Slashdot Mirror


AMD Demonstrates "Teraflop In a Box"

UncleFluffy writes "AMD gave a sneak preview of their upcoming R600 GPU. The demo system was a single PC with two R600 cards running streaming computing tasks at just over 1 Teraflop. Though a prototype, this beats Intel to ubiquitous Teraflop machines by approximately 5 years." Ars has an article exploring why it's hard to program such GPUs for anything other than graphics applications.

20 of 182 comments (clear)

  1. ubiquitous by Speare · · Score: 4, Insightful

    Look up 'ubiquitous' before you whine about how far behind Intel might seem to be.
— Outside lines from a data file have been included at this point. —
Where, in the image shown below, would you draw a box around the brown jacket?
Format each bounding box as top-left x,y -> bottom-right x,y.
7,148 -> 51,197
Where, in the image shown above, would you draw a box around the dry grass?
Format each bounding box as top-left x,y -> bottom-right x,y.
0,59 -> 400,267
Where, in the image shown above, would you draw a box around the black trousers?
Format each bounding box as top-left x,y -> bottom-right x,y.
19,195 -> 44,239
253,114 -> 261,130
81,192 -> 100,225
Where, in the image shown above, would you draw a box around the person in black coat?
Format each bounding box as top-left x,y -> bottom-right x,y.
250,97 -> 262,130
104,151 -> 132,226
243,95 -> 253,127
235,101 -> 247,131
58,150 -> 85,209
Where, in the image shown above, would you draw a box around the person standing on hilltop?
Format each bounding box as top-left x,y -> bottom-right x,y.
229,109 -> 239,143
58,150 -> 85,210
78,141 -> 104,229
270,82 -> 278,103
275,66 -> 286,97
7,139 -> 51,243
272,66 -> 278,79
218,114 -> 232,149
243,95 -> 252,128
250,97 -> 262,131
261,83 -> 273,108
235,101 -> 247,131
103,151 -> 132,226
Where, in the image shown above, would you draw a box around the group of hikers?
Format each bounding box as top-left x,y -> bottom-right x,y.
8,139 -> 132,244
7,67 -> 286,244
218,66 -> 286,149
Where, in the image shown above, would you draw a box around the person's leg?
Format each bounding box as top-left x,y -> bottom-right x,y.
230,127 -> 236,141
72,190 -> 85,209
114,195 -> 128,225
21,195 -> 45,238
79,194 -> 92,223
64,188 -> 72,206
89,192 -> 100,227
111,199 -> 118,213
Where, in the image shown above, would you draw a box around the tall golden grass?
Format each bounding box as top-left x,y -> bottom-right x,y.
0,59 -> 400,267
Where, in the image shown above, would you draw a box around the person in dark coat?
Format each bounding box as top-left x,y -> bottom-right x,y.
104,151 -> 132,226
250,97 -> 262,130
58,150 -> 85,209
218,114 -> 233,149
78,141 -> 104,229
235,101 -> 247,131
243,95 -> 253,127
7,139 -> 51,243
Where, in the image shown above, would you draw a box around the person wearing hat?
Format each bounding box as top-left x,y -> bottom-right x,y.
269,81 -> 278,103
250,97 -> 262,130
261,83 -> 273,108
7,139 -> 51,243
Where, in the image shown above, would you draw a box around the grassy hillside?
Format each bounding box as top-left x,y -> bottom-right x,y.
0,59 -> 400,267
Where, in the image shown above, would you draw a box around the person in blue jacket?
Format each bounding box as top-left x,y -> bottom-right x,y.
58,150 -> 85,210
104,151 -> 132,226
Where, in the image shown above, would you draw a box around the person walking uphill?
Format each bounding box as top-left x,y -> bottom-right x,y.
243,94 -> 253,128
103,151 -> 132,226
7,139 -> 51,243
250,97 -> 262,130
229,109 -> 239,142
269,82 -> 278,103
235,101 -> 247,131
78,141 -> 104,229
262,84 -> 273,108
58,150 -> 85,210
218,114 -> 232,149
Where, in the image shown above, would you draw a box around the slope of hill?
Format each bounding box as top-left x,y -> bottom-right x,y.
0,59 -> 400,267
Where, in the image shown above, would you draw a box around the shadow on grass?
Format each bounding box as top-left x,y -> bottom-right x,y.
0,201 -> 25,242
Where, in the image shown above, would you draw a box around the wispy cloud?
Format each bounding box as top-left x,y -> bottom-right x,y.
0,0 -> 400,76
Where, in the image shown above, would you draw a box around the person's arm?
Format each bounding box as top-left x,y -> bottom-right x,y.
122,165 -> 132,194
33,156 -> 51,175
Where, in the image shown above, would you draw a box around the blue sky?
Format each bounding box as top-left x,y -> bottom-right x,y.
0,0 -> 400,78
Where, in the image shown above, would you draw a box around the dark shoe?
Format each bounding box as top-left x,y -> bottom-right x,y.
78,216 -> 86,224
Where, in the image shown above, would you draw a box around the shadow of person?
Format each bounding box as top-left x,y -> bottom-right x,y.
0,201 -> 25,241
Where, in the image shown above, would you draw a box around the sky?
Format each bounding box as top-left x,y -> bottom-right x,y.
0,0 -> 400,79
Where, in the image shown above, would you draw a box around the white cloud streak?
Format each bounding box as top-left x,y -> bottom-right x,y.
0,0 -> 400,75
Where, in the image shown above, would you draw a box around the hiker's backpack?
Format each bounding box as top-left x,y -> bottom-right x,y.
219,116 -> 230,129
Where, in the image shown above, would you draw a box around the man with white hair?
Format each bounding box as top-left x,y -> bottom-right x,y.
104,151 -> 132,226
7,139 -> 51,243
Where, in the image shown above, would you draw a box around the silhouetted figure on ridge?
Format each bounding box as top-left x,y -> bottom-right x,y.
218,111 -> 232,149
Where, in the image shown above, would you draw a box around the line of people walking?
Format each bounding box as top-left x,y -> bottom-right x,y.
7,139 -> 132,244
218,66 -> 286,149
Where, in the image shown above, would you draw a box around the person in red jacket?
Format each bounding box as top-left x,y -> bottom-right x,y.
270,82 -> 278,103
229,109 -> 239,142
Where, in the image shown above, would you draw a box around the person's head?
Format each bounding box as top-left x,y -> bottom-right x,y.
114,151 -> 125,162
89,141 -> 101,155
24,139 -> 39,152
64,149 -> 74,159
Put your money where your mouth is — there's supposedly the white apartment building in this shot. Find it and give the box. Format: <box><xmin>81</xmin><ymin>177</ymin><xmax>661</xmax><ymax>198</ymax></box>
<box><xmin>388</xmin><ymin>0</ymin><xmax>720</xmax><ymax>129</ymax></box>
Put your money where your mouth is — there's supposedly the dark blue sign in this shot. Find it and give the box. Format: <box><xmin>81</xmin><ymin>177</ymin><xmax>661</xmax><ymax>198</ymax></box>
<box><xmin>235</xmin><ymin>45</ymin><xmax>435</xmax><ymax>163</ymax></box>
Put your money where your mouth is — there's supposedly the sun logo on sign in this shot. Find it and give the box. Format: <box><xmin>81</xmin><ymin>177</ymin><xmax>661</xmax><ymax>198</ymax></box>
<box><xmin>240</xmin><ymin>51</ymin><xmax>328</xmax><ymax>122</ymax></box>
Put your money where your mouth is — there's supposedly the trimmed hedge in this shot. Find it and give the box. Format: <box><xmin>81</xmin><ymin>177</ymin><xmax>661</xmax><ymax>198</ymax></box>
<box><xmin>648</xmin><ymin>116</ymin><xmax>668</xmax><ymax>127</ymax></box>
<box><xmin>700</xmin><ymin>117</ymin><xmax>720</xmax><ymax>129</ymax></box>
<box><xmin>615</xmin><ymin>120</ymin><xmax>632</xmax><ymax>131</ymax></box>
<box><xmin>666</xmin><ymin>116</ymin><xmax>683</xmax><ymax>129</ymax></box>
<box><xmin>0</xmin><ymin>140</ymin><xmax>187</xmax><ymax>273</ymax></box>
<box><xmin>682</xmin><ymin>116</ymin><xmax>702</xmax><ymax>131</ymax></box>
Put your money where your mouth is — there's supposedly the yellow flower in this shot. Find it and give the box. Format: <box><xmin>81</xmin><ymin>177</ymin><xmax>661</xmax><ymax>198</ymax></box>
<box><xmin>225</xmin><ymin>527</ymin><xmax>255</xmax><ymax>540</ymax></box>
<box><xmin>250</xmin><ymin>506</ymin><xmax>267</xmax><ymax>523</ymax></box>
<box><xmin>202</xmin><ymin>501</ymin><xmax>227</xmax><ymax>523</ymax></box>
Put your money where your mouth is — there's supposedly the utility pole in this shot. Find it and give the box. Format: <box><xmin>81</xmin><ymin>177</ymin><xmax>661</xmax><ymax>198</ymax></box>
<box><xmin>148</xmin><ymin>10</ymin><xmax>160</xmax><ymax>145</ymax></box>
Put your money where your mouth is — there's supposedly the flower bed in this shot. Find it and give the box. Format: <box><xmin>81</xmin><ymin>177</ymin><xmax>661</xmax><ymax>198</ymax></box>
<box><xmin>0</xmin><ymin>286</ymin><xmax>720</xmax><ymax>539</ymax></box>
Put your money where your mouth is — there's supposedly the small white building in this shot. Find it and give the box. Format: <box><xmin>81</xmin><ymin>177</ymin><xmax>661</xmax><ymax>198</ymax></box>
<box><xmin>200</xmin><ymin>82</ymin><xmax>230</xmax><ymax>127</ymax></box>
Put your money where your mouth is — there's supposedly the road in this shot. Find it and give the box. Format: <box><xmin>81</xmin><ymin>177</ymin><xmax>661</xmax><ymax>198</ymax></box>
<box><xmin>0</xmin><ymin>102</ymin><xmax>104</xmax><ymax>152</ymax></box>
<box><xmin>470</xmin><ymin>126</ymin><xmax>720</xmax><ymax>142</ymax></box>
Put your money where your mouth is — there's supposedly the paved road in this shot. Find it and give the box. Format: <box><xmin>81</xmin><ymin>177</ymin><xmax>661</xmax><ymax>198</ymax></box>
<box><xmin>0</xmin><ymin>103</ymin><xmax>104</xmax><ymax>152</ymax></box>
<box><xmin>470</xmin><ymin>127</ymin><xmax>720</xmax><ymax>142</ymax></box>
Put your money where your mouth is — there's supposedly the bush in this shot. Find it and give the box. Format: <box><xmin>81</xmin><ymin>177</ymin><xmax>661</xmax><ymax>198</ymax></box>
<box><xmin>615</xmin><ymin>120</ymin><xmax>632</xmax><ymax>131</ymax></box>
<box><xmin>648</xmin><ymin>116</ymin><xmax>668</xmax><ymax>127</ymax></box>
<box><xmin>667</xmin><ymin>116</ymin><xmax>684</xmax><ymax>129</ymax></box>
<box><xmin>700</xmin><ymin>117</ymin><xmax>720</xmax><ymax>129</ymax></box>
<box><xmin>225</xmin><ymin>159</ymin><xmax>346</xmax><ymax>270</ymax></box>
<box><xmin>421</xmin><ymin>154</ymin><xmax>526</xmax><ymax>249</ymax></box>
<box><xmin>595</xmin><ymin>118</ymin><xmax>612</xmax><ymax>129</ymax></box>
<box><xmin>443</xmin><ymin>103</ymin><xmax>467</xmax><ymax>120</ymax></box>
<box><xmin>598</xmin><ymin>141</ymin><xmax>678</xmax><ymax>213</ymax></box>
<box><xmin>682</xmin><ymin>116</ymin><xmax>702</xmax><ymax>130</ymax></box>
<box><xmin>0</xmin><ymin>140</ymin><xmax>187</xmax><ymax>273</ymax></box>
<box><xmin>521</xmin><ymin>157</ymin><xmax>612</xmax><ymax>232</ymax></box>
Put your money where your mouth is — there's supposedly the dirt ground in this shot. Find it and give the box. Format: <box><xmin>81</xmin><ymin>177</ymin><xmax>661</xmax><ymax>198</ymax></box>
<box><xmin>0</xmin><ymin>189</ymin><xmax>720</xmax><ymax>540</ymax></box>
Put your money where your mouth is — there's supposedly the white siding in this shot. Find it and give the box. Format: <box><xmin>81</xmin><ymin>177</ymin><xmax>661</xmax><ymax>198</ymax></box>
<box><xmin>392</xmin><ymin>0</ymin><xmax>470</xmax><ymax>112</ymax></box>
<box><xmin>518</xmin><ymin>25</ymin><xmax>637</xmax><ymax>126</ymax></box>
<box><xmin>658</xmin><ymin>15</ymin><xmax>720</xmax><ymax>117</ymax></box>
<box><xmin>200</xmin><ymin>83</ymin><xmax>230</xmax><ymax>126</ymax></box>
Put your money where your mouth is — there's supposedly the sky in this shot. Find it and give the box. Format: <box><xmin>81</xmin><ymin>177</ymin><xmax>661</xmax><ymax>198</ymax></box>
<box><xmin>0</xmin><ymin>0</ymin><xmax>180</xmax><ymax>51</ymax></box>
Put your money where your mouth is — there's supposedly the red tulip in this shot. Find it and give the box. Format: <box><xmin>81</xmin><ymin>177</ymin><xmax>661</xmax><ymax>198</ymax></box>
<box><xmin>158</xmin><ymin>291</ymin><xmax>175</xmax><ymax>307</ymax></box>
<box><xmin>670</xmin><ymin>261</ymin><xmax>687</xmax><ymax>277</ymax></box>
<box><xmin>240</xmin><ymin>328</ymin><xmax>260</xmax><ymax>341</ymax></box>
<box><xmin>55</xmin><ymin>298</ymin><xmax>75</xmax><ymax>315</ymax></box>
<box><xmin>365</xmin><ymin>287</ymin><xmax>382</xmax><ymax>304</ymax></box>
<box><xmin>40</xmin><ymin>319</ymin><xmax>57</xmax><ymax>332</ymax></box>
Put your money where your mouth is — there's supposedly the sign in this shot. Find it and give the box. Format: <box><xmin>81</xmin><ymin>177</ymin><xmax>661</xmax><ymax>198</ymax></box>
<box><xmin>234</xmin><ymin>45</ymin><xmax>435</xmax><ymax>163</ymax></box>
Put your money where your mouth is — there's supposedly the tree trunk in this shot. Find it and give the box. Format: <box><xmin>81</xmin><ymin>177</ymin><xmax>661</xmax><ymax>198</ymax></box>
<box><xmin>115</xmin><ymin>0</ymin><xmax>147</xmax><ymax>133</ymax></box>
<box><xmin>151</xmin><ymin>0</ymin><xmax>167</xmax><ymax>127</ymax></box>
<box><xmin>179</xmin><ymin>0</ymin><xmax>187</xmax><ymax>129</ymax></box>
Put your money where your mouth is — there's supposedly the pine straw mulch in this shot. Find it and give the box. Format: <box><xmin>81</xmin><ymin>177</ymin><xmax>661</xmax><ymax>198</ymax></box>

    Though having one demonstration will help spur the demand, and the demand will spur production, I still think it'll be five years before everybody's grandmother will have a Tf lying around on their checkbook-balancing credenza, and every PHB will have one under their desk warming their feet during long conference calls.

    --
    [ .sig file not found ]
  2. Re:Not misleading at all by sumdumass · · Score: 4, Interesting

    Isn' the reason this is so interestiong because you cannot have a Intel Core 2 Extreme with 2 x nVidia GTXs in a dual SLI arrangement using CUDA pushing a tflop at this present time?

    Maybe soon but I thought it isn't _now_!

  3. Re:1 Teraflop you say? by minginqunt · · Score: 5, Funny

    How much is that in BogoMIPS?

    That's TWELFTY BAJILLION BogoMIPS. Per fortnight.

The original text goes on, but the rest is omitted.